Parece que pipocaram clubes de leitura. Se reunir para discutir um livro me parecia tão coisa de filme americano. As senhorinhas donas de casas sentadas em poltronas numa sala confortável, conversando e trocando ideia sobre a mais recente leitura, comendo cookies e brownies... Em Lost, o episódio que apresenta com mais detalhes quem eram os outros, mostra os habitantes da ilha reunidos e discutindo o livro Carrie, de Stephen King, quando são interrompidos pela queda do avião dos nossos adoráveis protagonistas.

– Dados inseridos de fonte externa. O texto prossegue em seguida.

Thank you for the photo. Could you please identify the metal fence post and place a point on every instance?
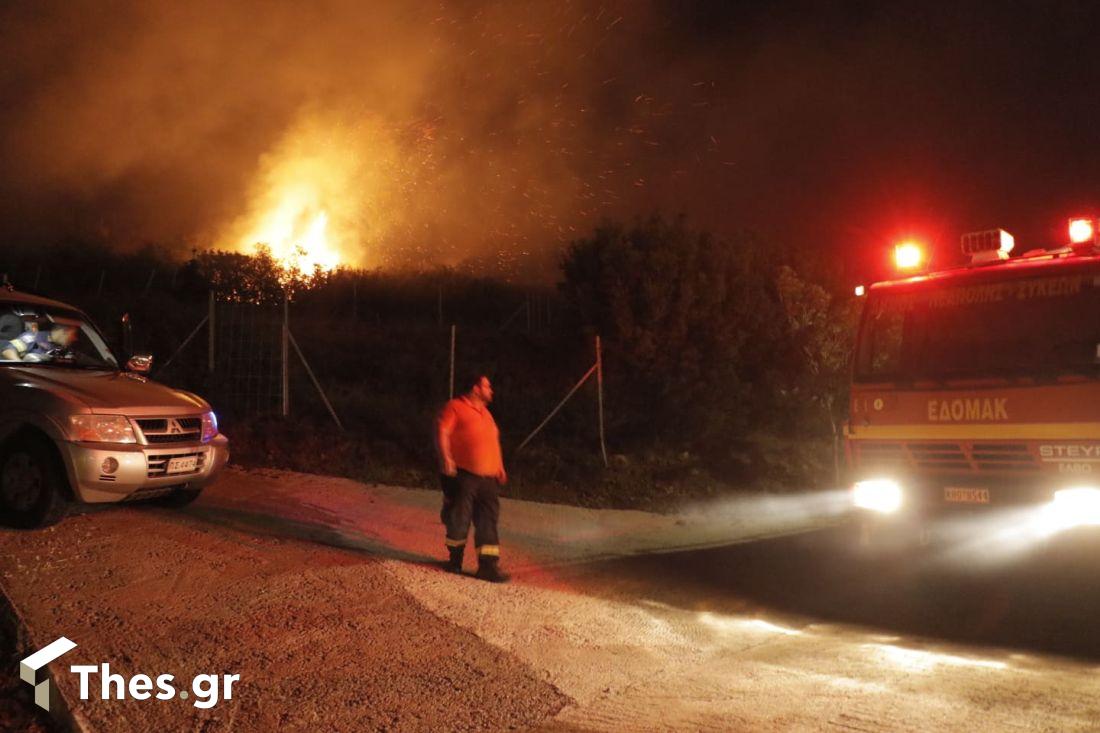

Ainda não me reuni presencialmente para discutir nada (só em salas de aula), mas minha bolha de perfis das redes sociais tem me apresentados clubes de leitura que propõem discussão online (o que faz muito sentido, considerando a quarentena). O fato é... O primeiro clube de leitura que entrei foi do site/revista  Valkirias, onde discutimos Sobre os Ossos dos Mortos. Agora, entrei em mais um, do site/revista Querido Clássico. Eu adorei a proposta de ler clássicos do terror no mês do Halloween e, por isso, a leitura coletiva deste mês é A Assombração da Casa da Colina, da autora norte-americana Shirley Jackson e publicado em 1959. Eu não conhecia o livro, tampouco a autora. Já tinha assistido a série da Netflix, A Maldição da Residência Hill, que eu gostei bastante, mas não sabia que tinha sido inspirada pela obra de Jackson.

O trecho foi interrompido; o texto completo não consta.